Sanchez aponta que a mudança enfraquece a legislação anterior, que obrigava todos os partidos a cumprirem a cota: “É uma forma de enfraquecer a representação política das mulheres. Essa ideia de que a federação deve cumprir os 30% parte muito de uma perspectiva da cota para candidaturas femininas como um teto, e não como um patamar mínimo. Todo o objetivo da lei de cotas sempre foi pensar a representação feminina, os 30%, como um mínimo, um patamar mínimo para a representação. Quando você fala que a federação tem que cumprir e aí cada partido compensa os 30%, a ideia é de que os partidos, depois de cumprirem os 30%, não precisam fazer mais nada. Vai muito contra a perspectiva de aumentar a representação política das mulheres e torná-la de forma mais igualitária.
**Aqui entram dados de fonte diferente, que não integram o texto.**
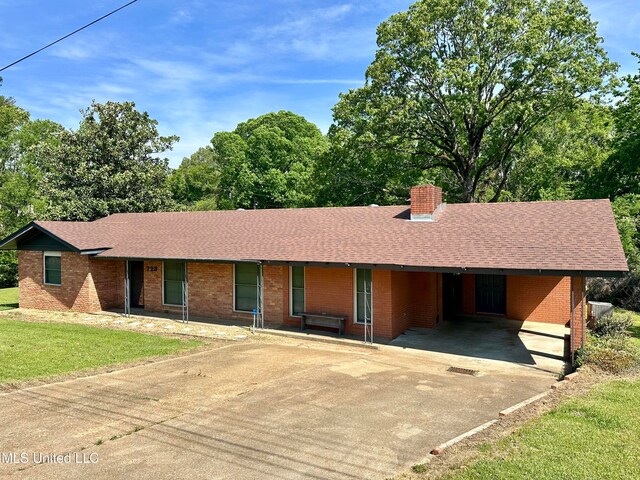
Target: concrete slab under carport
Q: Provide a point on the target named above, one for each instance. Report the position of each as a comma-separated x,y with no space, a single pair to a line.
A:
483,341
297,410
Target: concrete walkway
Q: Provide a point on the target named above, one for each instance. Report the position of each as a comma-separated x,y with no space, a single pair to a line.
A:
257,410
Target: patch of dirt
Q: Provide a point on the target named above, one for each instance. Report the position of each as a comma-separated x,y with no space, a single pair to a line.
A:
466,451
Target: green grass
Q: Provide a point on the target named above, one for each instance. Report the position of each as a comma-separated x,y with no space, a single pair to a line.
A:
597,436
8,298
38,350
634,331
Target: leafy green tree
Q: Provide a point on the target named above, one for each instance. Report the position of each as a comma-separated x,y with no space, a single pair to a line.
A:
268,162
109,165
19,201
458,86
620,173
194,183
562,157
627,212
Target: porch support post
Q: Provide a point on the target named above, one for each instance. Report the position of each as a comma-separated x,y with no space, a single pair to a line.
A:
127,290
185,293
578,325
258,317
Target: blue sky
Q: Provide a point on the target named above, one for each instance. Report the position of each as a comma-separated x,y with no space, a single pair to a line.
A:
199,66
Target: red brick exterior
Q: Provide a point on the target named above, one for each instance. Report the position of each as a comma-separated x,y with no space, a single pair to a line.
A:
401,300
533,298
87,285
425,199
539,299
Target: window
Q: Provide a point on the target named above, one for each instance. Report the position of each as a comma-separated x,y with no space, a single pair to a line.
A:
296,281
173,278
52,268
245,287
363,295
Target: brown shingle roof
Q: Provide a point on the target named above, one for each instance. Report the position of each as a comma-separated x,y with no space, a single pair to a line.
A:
551,236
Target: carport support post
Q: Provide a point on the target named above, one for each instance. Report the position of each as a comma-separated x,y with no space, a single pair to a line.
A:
127,290
185,293
578,326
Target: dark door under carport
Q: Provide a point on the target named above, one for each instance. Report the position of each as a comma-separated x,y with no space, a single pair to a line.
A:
136,272
491,294
452,295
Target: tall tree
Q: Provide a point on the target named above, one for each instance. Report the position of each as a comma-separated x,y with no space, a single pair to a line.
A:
267,162
620,174
563,156
194,183
19,175
109,165
457,87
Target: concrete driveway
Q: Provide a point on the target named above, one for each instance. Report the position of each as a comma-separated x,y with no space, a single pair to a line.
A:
252,410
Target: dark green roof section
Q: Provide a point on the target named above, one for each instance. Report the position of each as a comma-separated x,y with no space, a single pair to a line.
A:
35,238
40,241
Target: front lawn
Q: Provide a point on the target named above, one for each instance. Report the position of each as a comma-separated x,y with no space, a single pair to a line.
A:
8,298
634,330
37,350
596,436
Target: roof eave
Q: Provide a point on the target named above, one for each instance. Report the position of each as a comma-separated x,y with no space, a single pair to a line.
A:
385,266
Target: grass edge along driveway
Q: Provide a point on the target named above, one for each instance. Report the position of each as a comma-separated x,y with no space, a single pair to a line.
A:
30,350
595,436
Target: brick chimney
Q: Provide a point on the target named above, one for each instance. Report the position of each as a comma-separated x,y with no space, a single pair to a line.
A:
426,202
Outro problema é que você desobriga os partidos individualmente a cumprirem a cota (…) Isso abre uma brecha muito grande para que partidos que não querem cumprir a cota possam não cumprir e mesmo assim a federação cumpre.”
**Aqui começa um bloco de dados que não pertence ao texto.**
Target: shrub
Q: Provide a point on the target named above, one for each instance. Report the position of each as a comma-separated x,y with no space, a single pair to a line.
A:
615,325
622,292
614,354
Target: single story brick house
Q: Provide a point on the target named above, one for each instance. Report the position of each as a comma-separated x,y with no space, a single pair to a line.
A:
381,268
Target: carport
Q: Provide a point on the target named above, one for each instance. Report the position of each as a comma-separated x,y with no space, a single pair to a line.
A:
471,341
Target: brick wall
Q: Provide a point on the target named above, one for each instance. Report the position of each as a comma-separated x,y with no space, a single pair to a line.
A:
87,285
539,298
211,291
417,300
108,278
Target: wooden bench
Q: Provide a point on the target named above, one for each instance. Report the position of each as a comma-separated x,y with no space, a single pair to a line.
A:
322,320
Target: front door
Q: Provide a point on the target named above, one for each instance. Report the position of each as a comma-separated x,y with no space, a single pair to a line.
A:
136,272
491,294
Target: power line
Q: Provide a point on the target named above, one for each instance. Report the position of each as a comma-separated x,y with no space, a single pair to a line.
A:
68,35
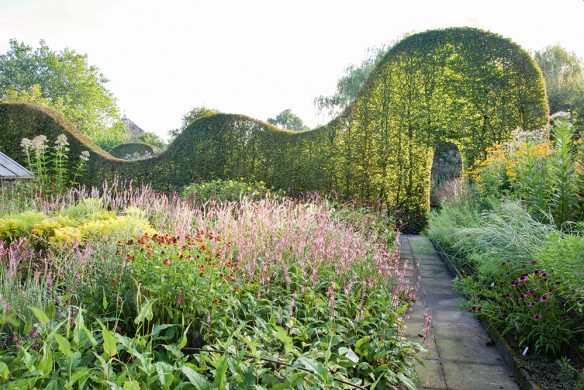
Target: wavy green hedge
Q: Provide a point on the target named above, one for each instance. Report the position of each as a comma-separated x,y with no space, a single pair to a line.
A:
130,148
461,85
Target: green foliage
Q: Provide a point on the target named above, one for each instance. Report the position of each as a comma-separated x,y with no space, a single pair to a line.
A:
191,116
349,85
461,85
545,176
129,151
63,81
152,140
49,164
565,203
289,121
229,191
87,221
563,72
201,310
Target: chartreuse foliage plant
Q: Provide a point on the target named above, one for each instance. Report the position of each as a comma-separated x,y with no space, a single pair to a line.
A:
86,221
250,294
461,85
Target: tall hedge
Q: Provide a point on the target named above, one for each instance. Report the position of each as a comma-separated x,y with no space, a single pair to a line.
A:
460,85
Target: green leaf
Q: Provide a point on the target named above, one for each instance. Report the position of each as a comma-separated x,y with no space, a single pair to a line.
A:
220,373
131,385
316,368
280,334
78,375
104,300
195,378
145,313
64,345
349,354
45,365
164,371
362,346
40,315
4,371
109,343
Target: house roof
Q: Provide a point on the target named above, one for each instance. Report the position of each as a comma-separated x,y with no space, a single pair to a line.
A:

A minirreforma também determina mudanças nas punições de determinados crimes eleitorais. No caso, o PL cria a possibilidade de a Justiça Eleitoral aplicar multas como alternativa à cassação da candidatura em caso de acusados por compra de votos e por uso e arrecadação ilícita de recursos. O projeto ainda prevê que eventuais sanções a uma sigla integrante de federação partidária não poderão ser aplicadas a todos os outros membros da federação, apenas ao partido que cometeu irregularidades. O especialista em direito eleitoral Bruno Cezar Andrade de Souza critica a possibilidade de punição com multas ao invés de cassação. “A aplicação alternativa de multa é um problema muito grave. Então, o pesquisador Diogo Cruvinel tem uma fala com a qual concordo que diz ‘quando o ilícito é penalizado apenas com a multa, a gente já sabe que a regra foi feita mirando especificamente os pobres’. Porque quando é apenas multa, o rico normalmente paga a multa e continua cometendo o ilícito e segue a vida normalmente.”
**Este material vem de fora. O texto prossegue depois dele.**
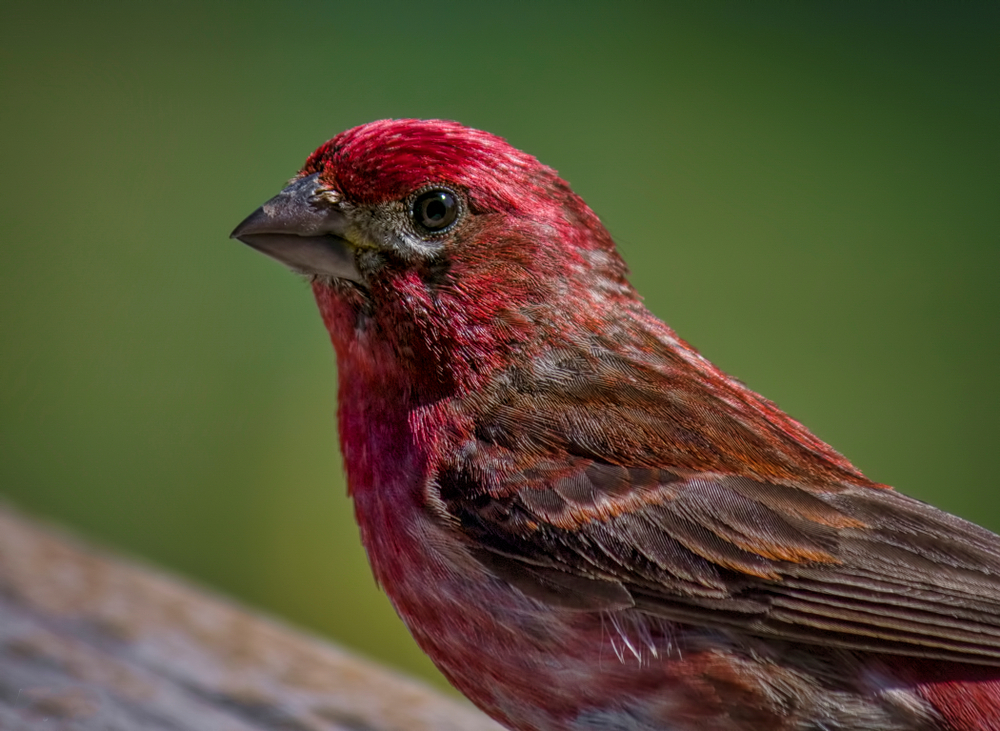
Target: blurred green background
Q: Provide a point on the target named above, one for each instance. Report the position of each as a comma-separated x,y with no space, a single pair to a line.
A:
810,193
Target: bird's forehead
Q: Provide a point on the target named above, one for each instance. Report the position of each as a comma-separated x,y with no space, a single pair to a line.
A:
390,159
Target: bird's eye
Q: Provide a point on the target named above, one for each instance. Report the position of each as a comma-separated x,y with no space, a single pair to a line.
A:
435,210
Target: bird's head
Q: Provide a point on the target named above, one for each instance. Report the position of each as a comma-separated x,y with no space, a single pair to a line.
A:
439,239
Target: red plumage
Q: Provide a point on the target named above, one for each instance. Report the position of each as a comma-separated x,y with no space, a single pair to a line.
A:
583,522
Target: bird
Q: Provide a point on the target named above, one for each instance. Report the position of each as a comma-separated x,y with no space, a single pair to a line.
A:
584,523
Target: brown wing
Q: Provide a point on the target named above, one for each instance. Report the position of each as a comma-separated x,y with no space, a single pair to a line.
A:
860,567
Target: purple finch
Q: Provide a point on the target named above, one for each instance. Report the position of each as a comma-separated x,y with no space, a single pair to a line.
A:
585,524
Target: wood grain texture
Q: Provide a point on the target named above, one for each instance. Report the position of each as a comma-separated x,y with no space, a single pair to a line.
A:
90,641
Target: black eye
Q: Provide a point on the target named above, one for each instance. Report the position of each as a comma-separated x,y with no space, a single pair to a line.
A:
435,210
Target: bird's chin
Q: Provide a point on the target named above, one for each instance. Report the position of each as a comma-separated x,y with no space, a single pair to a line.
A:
322,256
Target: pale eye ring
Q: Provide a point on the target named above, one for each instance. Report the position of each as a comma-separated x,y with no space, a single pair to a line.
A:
435,210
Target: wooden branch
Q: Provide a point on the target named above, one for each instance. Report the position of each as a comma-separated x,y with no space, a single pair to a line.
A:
89,641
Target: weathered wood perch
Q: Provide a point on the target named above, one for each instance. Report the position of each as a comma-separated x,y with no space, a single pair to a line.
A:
89,641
Com relação à diferenciação da punição entre partidos políticos e federações, Bruno Cezar avalia que a mudança é pertinente: “A federação é um instituto novo no direito eleitoral brasileiro e, por vezes, a federação não tem instrumentos e ferramentas necessárias para punir, para fazer um accountability dos partidos que a compõem e aí ele ser punido. A federação ser punida por uma medida tomada por um partido que ela não pode controlar poderia ser muito grave.”